Dans le document Les rapports du Conseil d’État (Page 99-105)

2.1.22. Catégories particulières de contrat

Le Conseil d’État a été amené à qualifier des contrats dans deux affaires présentant des configurations contractuelles originales.

2.1.22.1. Dans une première affaire, un grand port maritime (GPM) avait conclu une convention de terminal dans le cadre de l’article R. 5312-84 du code des transports pour confier à une personne privée la gestion et l’exploitation d’un terminal portuaire (CE, 14 février 2017, Société de manutention portuaire d’Aquitaine et Société Grand Port Maritime de Bordeaux, nos 405157, 405183, Rec.). Le Conseil d’État devait déterminer si une telle convention relevait de la commande publique et, si oui, de quelle catégorie contractuelle. Il a jugé que cette convention devait, compte tenu des engagements des parties – engagement de la société à investir sur le terminal, à construire et entretenir les équipements, bâtiments, outillages et terre-pleins nécessaires au maintien et au développement de l’activité portuaire, à assurer l’exploitation technique et commerciale du terminal en ayant la responsabilité des opérations de débarquement, d’embarquement, de manutention et de stockage des conteneurs et autres marchandises, en contrepartie du versement d’une redevance, de la mise à disposition des terrains et ouvrages nécessaires et du droit d’exploiter le terminal –, être regardée non comme une simple convention d’occupation du domaine public, mais comme un contrat administratif conclu pour répondre aux besoins du GPM. Cette convention de terminal ayant pour objet principal l’exécution d’une prestation de services et transférant au cocontractant un risque d’exploitation, elle revêt le caractère d’une concession de services au sens de l’article 5 de l’ordonnance n° 2016-65 du

29 janvier 2016 relative aux contrats de concession. Cette qualification opérée, le Conseil d’État devait ensuite qualifier la « convention de mise en régie » conclue pour confier à un tiers l’exécution des obligations incombant au titulaire de la convention de terminal défaillant. Il juge qu’une telle convention revêt également le caractère d’une concession de services. En l’espèce, le pouvoir adjudicateur a pu conclure, à titre provisoire, un nouveau contrat de concession de services sans respecter au préalable les règles de publicité, l’existence d’un motif d’intérêt général tenant à la continuité du service et d’une situation d’urgence tirée de l’impossibilité à faire exécuter le contrat étant reconnue.

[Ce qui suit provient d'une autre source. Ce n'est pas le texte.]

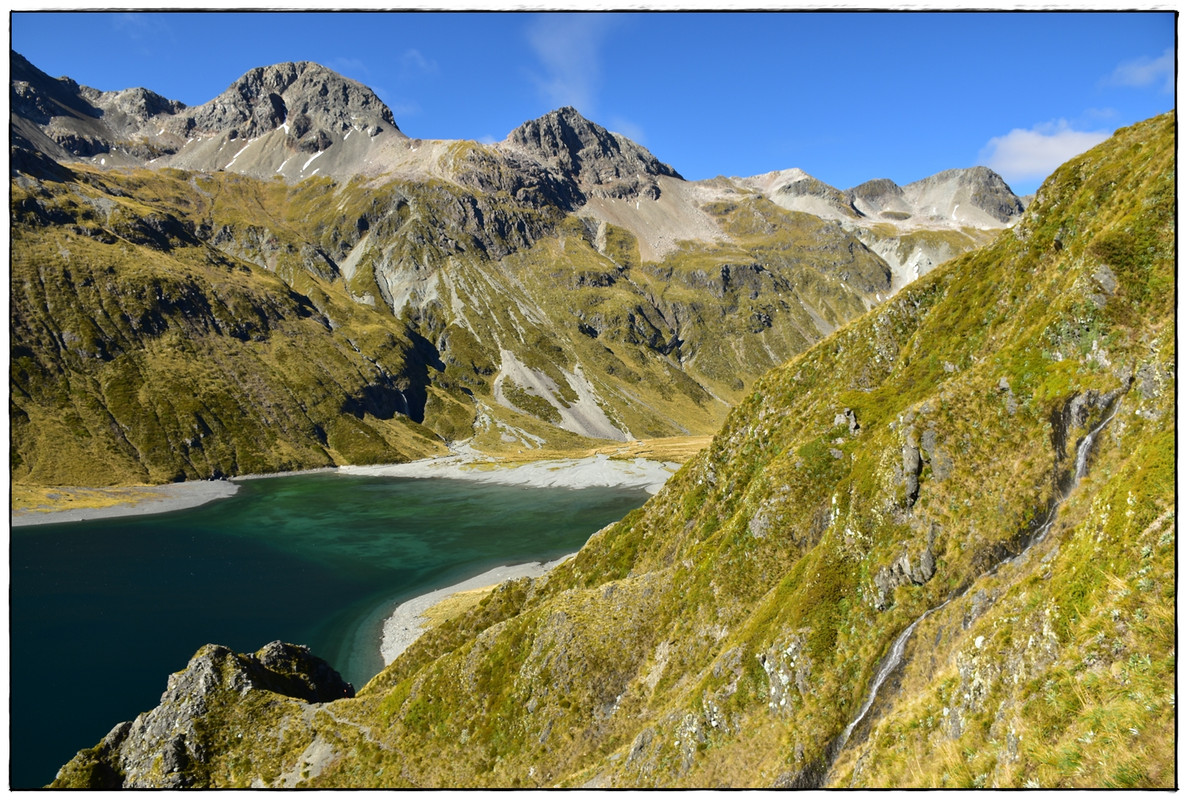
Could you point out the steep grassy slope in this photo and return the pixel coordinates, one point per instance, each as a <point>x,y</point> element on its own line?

2.1.22.2. Dans une seconde affaire, la commune d’Aix-en-Provence et une société d’économie mixte (SEM) avaient conclu une délégation de service public par laquelle la première avait d’une part confié à la seconde la gestion du service public du stationnement hors voirie, consistant en l’exploitation de parcs de stationnement publics, et, d’autre part, confié la gestion du service public de stationnement sur la voirie. La commune avait par la suite entendu, par une convention dont la suspension était demandée par le préfet, vendre lesdits parcs de stationnement à la SEM et par suite, partiellement résilier la convention initiale, l’exploitation des parcs ne consistant plus en une délégation de service public.

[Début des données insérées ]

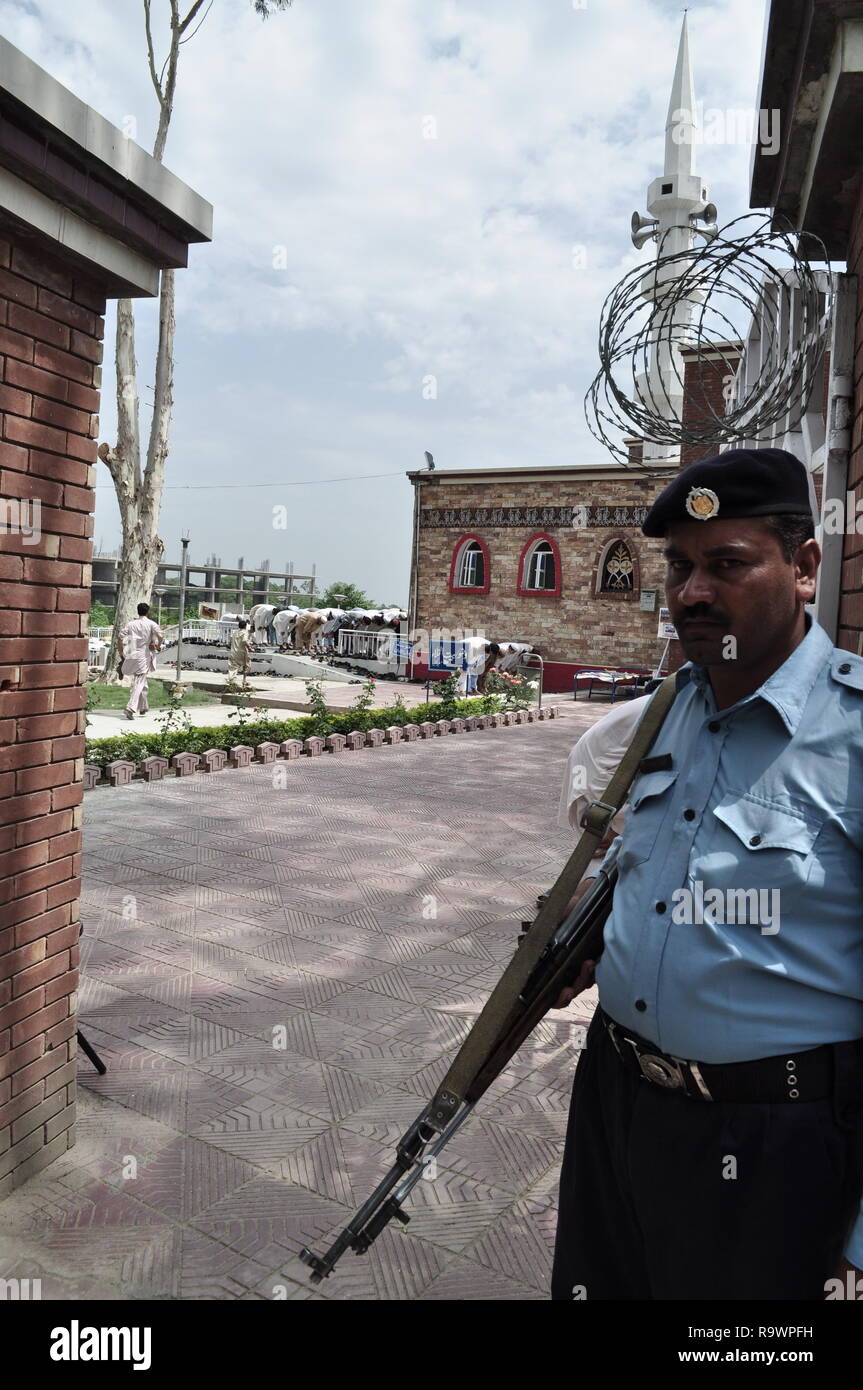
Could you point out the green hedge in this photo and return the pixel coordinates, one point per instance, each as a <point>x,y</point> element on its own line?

Le Conseil d’État a d’abord estimé que ce que les cocontractants ont présenté comme la « résiliation partielle » d’une ancienne convention datant de 1986 devait en réalité être regardé comme une modification du contrat de concession initial.

En effet, du fait notamment des conditions de son équilibre financier, la concession ayant pour objet de concéder la gestion du service public du stationnement hors voirie et du service public du stationnement sur voirie constituait un ensemble unique.

Or compte tenu de l’ampleur des modifications apportées au contrat initial, dont le périmètre se trouvait substantiellement modifié, la commune aurait dû respecter les procédures de publicité et de mise en concurrence prévues pour la modification des contrats de concession et passer un nouveau contrat pour la gestion du service public restant confié au concessionnaire.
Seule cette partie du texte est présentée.